So,
lately I've been getting a bit too big for my britches; figuratively;
(we're no even going to touch my weight issue). I've been letting
pride run my life instead of the fear of the Lord. I've been more
concerned with “being right” and “always having the last word”,
than I have been concerned about trying to do what's right in the
eyes of the Lord.
We
all struggle with pride and wanting to control everything and
everyone around us. While this is our human nature (part of the
results of the fall). But as a wife, I am called to a life of
submission. I'm not saying anyone should be a doormat, but you have
to pick your battles. I've got to decide if me being right is worth
hurting the feelings of my husband and children and upsetting the
balance of our home. I have done this for way too long. I want a
peaceful home. I know the personalities of my family and I need to
pray for the wisdom of how to relate to them, rather than howto
attack them and make their lives miserable. I have to remember that
they we designed by God and in His image.
I
have to trust God to be my defender and will take care of me when I
feel mistreated.
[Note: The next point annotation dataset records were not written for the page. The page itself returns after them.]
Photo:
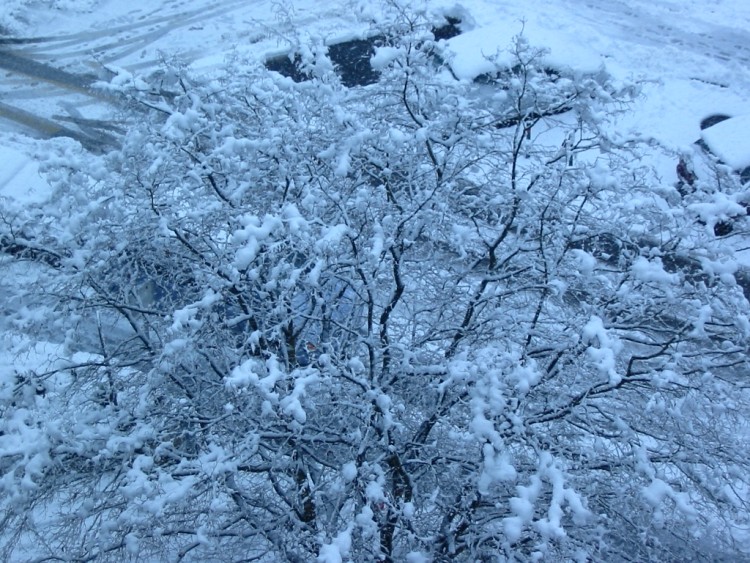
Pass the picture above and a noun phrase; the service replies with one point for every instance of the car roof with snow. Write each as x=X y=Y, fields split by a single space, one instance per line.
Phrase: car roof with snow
x=728 y=140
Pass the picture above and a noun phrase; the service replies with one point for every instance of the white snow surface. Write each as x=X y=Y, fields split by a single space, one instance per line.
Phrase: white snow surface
x=694 y=55
x=730 y=141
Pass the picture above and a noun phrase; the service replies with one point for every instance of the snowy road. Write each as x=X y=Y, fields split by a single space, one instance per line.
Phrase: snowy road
x=694 y=57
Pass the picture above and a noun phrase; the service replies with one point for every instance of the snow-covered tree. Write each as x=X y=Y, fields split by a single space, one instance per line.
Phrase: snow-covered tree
x=424 y=320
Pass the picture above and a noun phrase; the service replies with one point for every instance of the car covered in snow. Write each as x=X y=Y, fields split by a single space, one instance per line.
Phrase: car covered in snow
x=724 y=141
x=720 y=162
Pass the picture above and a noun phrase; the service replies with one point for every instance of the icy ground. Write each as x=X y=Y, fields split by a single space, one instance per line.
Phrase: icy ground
x=694 y=55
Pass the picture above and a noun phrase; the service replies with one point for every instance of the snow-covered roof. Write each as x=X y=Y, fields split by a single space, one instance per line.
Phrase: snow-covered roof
x=471 y=52
x=730 y=141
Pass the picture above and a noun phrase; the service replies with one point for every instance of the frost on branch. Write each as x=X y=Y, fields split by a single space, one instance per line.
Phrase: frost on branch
x=414 y=321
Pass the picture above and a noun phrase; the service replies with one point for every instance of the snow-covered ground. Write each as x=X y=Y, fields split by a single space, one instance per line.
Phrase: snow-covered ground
x=693 y=56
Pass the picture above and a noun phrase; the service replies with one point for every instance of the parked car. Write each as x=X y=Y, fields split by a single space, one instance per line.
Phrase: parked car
x=725 y=142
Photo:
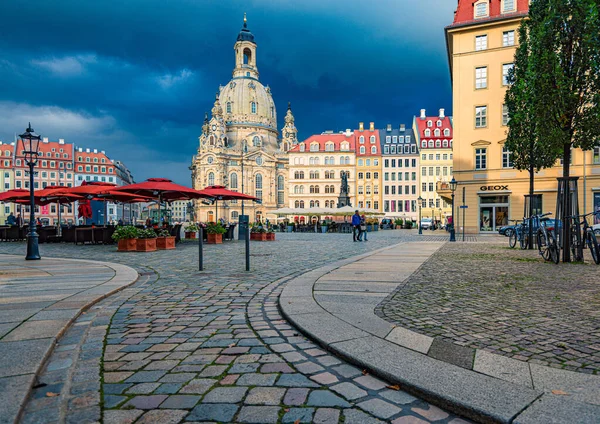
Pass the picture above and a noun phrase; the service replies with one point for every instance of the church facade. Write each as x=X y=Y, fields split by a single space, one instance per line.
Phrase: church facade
x=240 y=147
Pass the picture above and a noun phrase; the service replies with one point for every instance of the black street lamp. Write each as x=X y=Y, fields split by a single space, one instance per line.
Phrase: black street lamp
x=453 y=185
x=420 y=200
x=31 y=142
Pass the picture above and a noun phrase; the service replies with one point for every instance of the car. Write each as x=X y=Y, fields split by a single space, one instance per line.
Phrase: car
x=426 y=223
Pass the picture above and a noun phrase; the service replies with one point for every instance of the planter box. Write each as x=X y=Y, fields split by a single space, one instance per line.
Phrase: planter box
x=165 y=243
x=258 y=236
x=214 y=238
x=127 y=245
x=145 y=245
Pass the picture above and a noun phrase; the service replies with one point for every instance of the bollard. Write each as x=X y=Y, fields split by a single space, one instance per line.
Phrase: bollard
x=248 y=249
x=200 y=253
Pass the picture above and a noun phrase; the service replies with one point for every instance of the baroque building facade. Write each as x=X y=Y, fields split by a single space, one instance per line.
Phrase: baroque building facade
x=240 y=147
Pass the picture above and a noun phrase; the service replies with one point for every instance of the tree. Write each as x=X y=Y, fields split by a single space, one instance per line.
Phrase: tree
x=554 y=101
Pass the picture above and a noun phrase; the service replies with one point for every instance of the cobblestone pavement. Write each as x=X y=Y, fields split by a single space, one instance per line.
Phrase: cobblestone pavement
x=506 y=301
x=212 y=347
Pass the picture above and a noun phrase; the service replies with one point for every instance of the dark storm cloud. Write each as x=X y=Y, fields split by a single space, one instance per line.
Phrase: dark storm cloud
x=134 y=78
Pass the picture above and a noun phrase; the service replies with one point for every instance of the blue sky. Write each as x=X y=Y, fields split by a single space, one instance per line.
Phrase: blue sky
x=134 y=78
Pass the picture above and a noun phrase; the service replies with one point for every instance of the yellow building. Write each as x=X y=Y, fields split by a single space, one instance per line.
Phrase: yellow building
x=369 y=181
x=7 y=179
x=434 y=138
x=481 y=46
x=316 y=167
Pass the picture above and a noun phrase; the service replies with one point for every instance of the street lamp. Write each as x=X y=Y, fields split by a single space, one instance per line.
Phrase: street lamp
x=453 y=185
x=420 y=200
x=31 y=142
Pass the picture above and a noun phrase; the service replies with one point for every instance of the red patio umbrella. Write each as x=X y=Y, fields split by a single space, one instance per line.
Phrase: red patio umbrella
x=221 y=193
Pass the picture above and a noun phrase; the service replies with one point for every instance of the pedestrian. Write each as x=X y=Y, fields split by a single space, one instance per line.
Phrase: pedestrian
x=11 y=219
x=356 y=226
x=363 y=228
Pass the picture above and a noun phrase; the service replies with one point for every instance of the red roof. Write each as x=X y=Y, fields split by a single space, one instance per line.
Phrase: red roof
x=322 y=139
x=367 y=144
x=465 y=11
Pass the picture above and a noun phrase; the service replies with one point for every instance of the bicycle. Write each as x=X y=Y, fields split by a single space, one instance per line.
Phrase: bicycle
x=546 y=241
x=583 y=238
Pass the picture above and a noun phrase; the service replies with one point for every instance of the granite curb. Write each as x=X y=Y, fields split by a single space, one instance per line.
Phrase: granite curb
x=37 y=349
x=329 y=305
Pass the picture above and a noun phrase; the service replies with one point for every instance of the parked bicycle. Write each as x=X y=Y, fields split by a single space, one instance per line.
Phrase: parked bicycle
x=584 y=238
x=546 y=240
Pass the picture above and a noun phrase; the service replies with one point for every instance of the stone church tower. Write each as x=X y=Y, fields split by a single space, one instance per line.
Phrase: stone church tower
x=240 y=146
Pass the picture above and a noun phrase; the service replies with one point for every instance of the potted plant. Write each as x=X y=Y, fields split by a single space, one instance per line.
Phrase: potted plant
x=190 y=231
x=146 y=241
x=214 y=233
x=126 y=238
x=165 y=241
x=258 y=233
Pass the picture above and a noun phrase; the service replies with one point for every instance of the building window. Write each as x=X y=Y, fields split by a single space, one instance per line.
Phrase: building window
x=480 y=116
x=506 y=158
x=480 y=42
x=480 y=158
x=508 y=38
x=481 y=10
x=481 y=77
x=505 y=68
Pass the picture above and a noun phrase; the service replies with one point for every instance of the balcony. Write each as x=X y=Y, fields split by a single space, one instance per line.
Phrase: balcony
x=443 y=189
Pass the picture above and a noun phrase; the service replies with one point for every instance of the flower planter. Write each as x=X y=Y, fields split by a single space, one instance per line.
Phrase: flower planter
x=214 y=238
x=165 y=243
x=258 y=236
x=145 y=245
x=127 y=245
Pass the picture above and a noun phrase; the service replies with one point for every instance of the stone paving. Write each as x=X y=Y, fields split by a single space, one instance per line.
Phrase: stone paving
x=212 y=347
x=509 y=302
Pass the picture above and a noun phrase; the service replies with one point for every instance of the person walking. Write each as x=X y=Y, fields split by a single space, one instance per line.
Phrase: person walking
x=363 y=228
x=356 y=226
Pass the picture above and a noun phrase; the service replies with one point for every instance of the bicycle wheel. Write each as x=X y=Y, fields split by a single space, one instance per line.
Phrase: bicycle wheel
x=542 y=245
x=512 y=239
x=553 y=249
x=593 y=245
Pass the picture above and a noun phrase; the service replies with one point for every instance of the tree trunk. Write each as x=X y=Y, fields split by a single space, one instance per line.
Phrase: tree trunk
x=566 y=205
Usually, when I stop and really think about the
situation, most likely after I've reacted horribly, I realized that
my perception of what had gone on was obscured and that I've reacted
with my emotions and not with a clear understanding of what had just
occurred.
People
say, be careful what your pray for and what you ask God to reveal to
you; because He will and it will cut you to the core; but I am asking
God to keep revealing to me ways that I incorrectly respond to
situations because I don't want to live my life with regret; or being
responsible for killing the peace in my house.